Not a Cinderella Story

Original post on xoxoxo e

A story that as been all over the internet is haunting me. Baraa Melhem, a 20 year-old Palestinian girl was locked in her bathroom or other small rooms by her father for ten years. An Associated Press story, “Palestinian woman escapes father’s dark captivity ,” by Diaa Hadid, catalogued the atrocities Baraa was forced to endure at the hands of her father Hassan Melhem and her stepmother, including beatings, threatens of rape and impregnation, and starvation. The pair also gave her a razor blade, encouraging her to kill herself.

“She survived the ordeal by listening to the radio, dreaming of seeing sunshine again and finding small pleasure in an apple she was fed each day.”

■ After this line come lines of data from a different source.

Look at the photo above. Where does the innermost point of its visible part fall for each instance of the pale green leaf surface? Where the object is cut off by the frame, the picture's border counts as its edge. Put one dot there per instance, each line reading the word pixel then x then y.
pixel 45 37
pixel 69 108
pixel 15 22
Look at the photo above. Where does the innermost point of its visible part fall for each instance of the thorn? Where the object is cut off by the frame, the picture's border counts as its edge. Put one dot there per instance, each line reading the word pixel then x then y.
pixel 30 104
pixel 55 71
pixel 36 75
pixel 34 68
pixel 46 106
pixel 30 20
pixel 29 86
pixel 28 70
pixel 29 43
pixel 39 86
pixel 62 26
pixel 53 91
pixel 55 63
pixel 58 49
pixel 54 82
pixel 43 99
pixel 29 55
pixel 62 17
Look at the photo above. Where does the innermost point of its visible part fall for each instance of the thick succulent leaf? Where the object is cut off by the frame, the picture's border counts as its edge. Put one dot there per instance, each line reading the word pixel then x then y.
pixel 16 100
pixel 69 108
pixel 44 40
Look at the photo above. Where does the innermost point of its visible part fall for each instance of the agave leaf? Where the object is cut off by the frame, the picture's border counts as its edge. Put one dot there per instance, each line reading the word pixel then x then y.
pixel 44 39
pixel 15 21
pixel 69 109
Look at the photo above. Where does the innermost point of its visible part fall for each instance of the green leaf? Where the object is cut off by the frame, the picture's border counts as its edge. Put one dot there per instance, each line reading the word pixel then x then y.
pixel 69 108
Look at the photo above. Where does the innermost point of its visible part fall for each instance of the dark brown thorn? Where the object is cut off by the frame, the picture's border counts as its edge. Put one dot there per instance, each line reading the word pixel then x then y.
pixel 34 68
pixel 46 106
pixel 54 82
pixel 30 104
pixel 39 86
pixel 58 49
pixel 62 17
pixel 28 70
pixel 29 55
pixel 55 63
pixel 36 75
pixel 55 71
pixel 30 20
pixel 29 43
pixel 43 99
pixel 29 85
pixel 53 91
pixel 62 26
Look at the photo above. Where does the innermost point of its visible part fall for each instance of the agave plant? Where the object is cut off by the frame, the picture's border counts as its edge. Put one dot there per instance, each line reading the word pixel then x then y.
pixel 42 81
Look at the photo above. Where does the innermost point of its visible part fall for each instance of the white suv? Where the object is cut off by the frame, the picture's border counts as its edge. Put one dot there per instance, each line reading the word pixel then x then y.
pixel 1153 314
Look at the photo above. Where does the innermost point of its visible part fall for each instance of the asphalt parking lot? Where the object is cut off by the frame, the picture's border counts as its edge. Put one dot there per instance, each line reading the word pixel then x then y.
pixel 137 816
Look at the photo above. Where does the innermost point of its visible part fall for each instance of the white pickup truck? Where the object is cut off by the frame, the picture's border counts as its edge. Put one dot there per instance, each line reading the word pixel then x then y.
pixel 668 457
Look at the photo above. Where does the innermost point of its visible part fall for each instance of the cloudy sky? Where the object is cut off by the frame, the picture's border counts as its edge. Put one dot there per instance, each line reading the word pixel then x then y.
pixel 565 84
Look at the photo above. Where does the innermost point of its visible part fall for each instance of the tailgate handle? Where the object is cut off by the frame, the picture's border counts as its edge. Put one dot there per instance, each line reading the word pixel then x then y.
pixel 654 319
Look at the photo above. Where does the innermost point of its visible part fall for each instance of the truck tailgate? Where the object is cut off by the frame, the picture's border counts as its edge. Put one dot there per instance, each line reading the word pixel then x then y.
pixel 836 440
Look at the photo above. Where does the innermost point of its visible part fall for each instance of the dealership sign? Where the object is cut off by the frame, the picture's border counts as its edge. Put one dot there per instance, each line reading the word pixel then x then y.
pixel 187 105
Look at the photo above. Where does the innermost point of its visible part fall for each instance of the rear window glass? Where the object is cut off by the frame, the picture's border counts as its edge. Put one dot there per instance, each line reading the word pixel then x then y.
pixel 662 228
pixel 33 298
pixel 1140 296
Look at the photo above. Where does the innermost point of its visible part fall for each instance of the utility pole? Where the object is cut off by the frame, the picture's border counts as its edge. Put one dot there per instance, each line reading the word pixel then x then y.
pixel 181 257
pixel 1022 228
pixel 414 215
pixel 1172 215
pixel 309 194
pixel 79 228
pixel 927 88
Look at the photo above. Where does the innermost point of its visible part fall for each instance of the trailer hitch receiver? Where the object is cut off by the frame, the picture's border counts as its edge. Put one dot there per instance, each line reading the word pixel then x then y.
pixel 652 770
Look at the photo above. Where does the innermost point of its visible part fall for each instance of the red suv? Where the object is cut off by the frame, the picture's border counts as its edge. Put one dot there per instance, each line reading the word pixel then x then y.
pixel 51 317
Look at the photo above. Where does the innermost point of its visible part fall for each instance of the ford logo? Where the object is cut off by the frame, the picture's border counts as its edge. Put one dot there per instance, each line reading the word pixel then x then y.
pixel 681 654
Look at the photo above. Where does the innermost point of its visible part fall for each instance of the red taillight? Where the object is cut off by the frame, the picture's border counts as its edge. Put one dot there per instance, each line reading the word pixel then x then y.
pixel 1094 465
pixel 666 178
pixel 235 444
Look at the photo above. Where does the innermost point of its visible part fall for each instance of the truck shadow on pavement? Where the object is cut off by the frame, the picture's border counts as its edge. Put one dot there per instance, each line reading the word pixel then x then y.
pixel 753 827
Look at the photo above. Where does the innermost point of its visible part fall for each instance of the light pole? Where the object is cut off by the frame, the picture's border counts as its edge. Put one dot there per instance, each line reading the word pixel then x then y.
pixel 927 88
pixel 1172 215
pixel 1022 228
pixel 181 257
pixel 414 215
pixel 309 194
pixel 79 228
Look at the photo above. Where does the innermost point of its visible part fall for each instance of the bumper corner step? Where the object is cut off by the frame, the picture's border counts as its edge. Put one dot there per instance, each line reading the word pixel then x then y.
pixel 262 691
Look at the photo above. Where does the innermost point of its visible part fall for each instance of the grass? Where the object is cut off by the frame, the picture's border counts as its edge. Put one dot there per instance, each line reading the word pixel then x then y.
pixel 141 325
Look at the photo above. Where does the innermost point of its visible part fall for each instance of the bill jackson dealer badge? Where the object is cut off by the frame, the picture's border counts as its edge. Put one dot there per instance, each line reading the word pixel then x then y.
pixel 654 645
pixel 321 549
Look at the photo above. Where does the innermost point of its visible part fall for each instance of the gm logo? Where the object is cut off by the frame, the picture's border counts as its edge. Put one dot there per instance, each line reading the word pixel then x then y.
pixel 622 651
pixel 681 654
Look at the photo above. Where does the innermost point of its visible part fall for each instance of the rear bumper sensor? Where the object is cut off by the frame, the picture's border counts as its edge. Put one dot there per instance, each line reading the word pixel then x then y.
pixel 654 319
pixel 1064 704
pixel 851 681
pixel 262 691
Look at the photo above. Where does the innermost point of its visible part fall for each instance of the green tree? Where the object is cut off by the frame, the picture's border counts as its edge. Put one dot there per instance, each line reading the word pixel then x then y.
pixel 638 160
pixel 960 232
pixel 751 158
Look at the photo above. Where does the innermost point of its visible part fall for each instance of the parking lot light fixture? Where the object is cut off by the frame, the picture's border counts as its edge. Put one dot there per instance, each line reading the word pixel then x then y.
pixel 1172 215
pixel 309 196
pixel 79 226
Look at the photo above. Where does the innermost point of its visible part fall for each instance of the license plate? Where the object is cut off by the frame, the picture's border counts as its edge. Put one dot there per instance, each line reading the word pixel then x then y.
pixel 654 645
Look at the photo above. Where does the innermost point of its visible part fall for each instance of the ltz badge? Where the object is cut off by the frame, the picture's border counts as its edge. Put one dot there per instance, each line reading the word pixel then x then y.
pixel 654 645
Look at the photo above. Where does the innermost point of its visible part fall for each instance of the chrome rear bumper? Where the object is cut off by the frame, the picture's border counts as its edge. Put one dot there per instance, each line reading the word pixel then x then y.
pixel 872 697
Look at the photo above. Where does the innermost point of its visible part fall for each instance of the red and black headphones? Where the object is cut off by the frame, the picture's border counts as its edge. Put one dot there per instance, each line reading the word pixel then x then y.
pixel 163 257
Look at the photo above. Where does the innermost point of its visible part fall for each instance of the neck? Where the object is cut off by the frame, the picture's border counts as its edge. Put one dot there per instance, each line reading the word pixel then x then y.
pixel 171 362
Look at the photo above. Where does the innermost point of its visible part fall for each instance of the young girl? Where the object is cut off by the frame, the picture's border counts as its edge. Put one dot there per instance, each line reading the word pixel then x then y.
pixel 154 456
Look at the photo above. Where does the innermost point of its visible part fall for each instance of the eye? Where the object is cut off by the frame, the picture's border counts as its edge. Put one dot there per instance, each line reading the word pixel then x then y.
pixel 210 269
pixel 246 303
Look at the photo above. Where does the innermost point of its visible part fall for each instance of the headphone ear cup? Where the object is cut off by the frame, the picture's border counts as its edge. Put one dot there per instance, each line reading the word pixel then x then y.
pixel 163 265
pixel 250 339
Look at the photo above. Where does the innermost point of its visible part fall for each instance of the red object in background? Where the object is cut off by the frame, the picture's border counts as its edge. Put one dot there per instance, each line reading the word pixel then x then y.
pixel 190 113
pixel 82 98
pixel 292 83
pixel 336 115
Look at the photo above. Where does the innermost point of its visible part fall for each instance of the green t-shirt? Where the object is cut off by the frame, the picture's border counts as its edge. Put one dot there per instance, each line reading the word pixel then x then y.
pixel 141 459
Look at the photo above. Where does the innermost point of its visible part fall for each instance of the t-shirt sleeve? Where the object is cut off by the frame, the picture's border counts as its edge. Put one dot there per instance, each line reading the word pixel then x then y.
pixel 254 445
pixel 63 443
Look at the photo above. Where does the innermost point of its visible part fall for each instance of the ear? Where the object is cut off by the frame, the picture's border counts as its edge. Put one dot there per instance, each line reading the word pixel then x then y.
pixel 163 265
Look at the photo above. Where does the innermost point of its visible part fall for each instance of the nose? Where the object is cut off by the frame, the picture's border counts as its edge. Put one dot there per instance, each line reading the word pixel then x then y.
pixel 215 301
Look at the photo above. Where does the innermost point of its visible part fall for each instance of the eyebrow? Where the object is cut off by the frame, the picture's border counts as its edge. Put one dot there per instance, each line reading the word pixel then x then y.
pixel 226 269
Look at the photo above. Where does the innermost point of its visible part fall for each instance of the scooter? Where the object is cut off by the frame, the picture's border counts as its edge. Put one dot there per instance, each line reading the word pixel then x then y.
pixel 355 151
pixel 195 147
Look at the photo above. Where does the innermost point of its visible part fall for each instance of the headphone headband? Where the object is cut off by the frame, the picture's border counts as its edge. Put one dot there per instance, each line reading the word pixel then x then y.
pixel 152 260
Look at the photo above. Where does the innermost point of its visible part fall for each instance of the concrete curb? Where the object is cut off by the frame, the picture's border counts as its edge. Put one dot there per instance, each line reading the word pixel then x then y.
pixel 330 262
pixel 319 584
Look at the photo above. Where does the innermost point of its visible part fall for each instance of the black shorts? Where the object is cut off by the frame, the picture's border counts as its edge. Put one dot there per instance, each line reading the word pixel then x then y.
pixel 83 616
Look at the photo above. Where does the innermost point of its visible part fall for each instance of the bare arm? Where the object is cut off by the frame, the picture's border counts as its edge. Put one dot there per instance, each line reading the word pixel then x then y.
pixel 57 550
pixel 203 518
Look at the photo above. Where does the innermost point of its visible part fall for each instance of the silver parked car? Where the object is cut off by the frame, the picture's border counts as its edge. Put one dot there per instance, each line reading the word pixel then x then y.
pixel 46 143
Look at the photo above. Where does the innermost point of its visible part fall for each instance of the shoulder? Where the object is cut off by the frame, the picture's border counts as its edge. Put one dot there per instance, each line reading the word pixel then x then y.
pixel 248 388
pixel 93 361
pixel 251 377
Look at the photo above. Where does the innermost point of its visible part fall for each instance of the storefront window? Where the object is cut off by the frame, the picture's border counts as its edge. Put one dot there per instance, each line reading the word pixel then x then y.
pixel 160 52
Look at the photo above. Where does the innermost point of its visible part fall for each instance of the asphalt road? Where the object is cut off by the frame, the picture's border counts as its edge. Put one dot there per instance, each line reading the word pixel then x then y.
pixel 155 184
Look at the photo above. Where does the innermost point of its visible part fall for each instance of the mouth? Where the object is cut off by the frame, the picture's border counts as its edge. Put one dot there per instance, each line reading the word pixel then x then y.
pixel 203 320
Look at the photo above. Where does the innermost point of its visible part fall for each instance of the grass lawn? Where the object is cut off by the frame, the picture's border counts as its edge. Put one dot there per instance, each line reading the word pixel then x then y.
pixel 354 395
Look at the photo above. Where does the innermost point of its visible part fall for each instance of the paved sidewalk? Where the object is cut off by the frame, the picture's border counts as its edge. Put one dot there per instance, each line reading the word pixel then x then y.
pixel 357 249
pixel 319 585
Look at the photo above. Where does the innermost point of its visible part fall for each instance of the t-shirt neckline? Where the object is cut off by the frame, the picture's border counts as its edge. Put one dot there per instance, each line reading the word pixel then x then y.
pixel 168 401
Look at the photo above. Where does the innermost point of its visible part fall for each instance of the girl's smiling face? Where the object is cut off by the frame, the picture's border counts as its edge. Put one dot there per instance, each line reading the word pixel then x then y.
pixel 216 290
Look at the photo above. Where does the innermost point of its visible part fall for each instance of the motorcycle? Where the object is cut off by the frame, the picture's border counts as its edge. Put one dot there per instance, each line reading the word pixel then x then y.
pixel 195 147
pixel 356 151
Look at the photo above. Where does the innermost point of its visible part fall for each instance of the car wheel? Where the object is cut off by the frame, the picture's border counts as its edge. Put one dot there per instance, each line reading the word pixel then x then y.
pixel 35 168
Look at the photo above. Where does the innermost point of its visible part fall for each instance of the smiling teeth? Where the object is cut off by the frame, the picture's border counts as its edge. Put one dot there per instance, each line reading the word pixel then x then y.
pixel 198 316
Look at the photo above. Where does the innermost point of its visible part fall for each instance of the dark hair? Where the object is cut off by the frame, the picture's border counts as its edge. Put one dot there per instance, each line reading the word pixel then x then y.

Baraa’s aunt finally alerted police and she was freed last Saturday. She is now living with her mother, who had tried to see her over the years since she had divorced Baraa’s father. He always denied her access to the girl, and was told her daughter wasn’t available. It is wonderful that this young woman is finally free, but it is also so tragic to think of a future that may be just as scarred as her childhood.

“When asked if she hoped to marry, Melhem was visibly upset. ‘If the violence I experienced was between a father and a daughter, what happens between a man and a wife? No, I never want to marry,’ she said.”

Baraa’s story also bears disturbing similarities to the a story we have all grown up with, the Cinderella fairytale. Her father and stepmother kept her dressed in rags and would only let her out of the small bathroom at night – to clean the house.

There is a ray of hope. Baraa seems to have kept her mind active while listening to radio programs, many of them about mental health. It’s hard to imagine how starved her mind must be, as she has not been in school since she was ten years old.

“Although she has nothing more than an elementary school education, she said she hopes to study psychology and one day treat people who had similar fates.”

Hopefully she will be able to attend school and see the sun and eat candy and indulge in all of the day-to-day things that she wasn’t able to enjoy during her years of captivity and that children all take for granted. I also hope that after the shock value of what happened to Baraa passes, the story isn’t lost. I’d like to be able to keep up with her story. I’m curious as to how Palestinian law will treat her horrible father and stepmother. I’d like to know how Baraa does in the future. If she is able to reach out to others successfully. That would be the real happy ending.